More formally, DeepMPC is an approach to model learning for predictive control designed to handle both variations in the robot's enviornment and variations that might occur while the robot acts. The two main components of this algorithm are a Model Predictive Controller (MPC) and Deep Learning (DL).
Model Predictive Control: The key idea behind MPC is essentially allowing a robot to ask "what if?" If we have an accurate model of how the world responds to the robot's actions, it can use this to try new ones out and pick the one it predicts will do best. The problem is that we need an accurate model so these predictions match the real world. Hand-coding models for complex, varying tasks like cutting food is almost impossible, so instead we want the robot to be able to learn from experience.
Deep Learning: To learn these models, we apply deep learning algorithms. Deep learning is an exciting new class of machine learning algorithms which learn simulated neural networks to solve problems. These algorithms are especially powerful because they can learn good represntations (abstractions) directly from data, allowing us to deal with real-world variety without having to model it ourselves.
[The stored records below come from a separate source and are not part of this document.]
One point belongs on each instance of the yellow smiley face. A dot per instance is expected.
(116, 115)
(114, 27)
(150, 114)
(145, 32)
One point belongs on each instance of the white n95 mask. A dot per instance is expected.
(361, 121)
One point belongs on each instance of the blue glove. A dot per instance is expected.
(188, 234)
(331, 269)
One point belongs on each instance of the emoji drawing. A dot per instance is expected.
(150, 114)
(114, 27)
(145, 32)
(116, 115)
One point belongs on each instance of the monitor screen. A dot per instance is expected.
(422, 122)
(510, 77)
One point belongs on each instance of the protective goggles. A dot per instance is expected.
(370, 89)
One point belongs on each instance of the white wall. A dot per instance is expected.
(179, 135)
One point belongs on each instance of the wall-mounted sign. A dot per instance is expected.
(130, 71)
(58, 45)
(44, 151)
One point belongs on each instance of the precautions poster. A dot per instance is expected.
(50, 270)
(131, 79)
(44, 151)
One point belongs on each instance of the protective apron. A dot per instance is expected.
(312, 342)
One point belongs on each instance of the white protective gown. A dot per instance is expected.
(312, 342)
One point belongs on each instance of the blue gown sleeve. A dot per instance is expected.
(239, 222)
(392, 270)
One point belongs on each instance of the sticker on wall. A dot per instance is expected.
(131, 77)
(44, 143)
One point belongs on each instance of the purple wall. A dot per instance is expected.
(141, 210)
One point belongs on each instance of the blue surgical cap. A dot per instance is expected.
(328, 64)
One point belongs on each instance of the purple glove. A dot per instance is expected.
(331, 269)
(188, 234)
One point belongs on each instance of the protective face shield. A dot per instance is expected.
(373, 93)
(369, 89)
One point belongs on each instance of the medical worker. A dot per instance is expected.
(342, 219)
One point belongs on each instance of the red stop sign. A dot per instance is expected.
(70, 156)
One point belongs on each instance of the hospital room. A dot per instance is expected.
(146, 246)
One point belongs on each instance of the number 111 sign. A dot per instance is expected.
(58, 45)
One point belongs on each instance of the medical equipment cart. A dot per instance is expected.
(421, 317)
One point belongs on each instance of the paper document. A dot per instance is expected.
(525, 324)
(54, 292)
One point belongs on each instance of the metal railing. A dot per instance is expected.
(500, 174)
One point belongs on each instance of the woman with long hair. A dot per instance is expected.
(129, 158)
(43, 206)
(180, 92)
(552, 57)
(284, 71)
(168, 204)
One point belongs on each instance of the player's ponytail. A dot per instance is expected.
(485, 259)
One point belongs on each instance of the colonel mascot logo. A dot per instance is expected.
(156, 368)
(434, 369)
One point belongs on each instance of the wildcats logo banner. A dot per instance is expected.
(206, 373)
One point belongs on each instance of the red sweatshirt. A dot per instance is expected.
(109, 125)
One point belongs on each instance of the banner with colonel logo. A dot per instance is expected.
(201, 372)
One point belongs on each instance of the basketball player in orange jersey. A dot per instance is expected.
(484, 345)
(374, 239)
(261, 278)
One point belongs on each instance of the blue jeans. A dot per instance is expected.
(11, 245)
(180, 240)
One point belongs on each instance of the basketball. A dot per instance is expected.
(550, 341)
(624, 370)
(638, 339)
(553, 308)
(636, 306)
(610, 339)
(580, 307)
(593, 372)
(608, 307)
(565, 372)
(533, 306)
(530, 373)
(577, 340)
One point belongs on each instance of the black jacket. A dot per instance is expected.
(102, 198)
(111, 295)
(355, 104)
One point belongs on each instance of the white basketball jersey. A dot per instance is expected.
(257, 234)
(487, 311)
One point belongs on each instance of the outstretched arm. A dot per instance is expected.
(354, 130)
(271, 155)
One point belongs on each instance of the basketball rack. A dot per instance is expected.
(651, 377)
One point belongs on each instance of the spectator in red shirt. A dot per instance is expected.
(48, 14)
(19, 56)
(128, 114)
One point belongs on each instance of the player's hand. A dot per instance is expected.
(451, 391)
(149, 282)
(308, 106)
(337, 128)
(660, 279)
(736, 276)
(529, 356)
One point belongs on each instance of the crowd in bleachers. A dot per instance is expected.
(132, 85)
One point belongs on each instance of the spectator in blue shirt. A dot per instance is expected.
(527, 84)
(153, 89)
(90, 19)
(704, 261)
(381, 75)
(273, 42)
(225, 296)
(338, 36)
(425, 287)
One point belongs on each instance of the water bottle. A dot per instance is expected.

In DeepMPC, we develop a new deep architecture and learning algorithm for modeling complex physical dynamics like we see when cutting food. This architecture allows us to model the effects of variations between and within materials without having to manually define a set of properties to do so. Instead, our algorithm automatically learns a set of features which let the model recognize these properties and predict their effects.
More concretely, we performed over 450 experiments on 10 different materials, comparing our approach to conventional non-adaptive stiffness controllers:
Even compared to stiffness controllers tuned specifically for a particular material, DeepMPC still gave better performance. This is because even per-class tuning ignores all the variation that happens inside a certain class of material - for example, the thin end of a carrot is much easier to cut than the thick end, and cutting a potato gets much harder as the knife moves from the surface to the inside. DeepMPC can detect these kinds of variations and adapt to them while cutting, making for a much more robust controller equipped to deal with real-world variety.